Since she has been unable to find a care provider, she’s had to quit her job to look after her daughter. The $150 a week that the state has approved to spend on her daughter’s caregiver would make a difference for the family financially, Pratt said.
"I’ve completely restructured my life,” she said. “If the money is just sitting there not being used, why can’t it be used for the family?”
Villers had the same question. At one point when she was unable to find consistent care, she was exploring giving up guardianship of Alyssa so that she could become a paid caregiver. One of Alyssa’s siblings would have become her legal guardian.
"That’s something that needs to change in the state,” she said. “Who better to care for the child than the mom?”
In 2020, the state received a federal waiver to allow family members to be compensated for some direct care work, said Lipman. But the waiver, an 1135, will expire when the country is no longer in a public health emergency due to the pandemic.
“We’re trying to get a different type of waiver that would provide the same benefits,” Lipman said.
When the federal public health emergency ends, people are also at risk of losing their Medicaid coverage if they have not completed a redetermination, so Lipman urges all Medicaid patients to finish the paperwork soon.
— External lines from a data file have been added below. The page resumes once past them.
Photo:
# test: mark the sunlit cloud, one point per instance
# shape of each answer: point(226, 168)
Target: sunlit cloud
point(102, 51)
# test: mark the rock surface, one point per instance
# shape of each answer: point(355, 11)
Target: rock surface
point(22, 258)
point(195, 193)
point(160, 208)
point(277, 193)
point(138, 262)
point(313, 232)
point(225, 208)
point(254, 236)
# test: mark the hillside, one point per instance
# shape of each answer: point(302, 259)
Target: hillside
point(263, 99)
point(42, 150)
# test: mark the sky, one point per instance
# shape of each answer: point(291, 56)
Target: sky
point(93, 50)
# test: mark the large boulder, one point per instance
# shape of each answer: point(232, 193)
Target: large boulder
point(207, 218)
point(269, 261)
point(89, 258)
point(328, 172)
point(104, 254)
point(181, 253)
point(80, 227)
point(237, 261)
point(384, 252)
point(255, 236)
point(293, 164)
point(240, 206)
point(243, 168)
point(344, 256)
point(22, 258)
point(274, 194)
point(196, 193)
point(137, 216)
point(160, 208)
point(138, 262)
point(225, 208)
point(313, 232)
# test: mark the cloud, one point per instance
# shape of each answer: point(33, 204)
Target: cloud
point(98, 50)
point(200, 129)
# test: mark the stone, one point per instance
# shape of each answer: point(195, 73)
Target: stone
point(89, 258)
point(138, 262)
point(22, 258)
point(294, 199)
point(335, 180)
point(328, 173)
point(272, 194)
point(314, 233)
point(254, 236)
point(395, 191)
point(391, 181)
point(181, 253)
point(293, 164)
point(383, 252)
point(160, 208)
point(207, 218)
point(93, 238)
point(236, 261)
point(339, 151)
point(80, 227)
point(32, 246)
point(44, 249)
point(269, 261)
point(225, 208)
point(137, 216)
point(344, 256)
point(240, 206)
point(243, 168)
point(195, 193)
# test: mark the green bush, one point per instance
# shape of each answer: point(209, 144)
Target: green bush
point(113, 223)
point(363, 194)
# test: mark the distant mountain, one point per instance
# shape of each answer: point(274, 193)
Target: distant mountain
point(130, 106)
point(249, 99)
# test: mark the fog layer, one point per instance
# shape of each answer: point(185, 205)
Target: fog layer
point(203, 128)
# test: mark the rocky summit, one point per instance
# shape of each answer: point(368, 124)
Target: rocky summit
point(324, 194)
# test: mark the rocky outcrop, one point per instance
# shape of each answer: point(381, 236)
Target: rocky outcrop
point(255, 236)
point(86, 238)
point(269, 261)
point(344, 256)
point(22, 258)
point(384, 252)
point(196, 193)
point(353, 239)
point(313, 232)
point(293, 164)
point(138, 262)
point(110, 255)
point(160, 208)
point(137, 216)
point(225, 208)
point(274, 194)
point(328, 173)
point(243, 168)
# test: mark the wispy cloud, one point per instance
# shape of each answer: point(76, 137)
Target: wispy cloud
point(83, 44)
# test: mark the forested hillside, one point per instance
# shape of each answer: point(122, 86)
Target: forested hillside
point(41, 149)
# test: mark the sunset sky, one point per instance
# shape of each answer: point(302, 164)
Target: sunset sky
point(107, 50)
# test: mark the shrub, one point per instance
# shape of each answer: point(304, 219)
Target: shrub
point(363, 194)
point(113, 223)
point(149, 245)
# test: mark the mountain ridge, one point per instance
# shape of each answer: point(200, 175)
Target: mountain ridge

Lipman said the challenges around home care are not just as a medicaid issue, but a state-wide, even global, economic issue. Improving access to nursing education and affordable housing will all help ensure people are able to be cared for in their homes, rather than in institutions.
"We really don’t have a choice,” he said. “We have to work through it.”
Although Villers’ experience is extreme, she said that the issues she’s facing are universal.
“Everyone at some point is going to need a caregiver or be a caregiver,” she said. “Taking care of humans can be a dirty job sometimes. Not everybody is interested in doing that type of work. The people who do it are rare. They should be compensated as such.”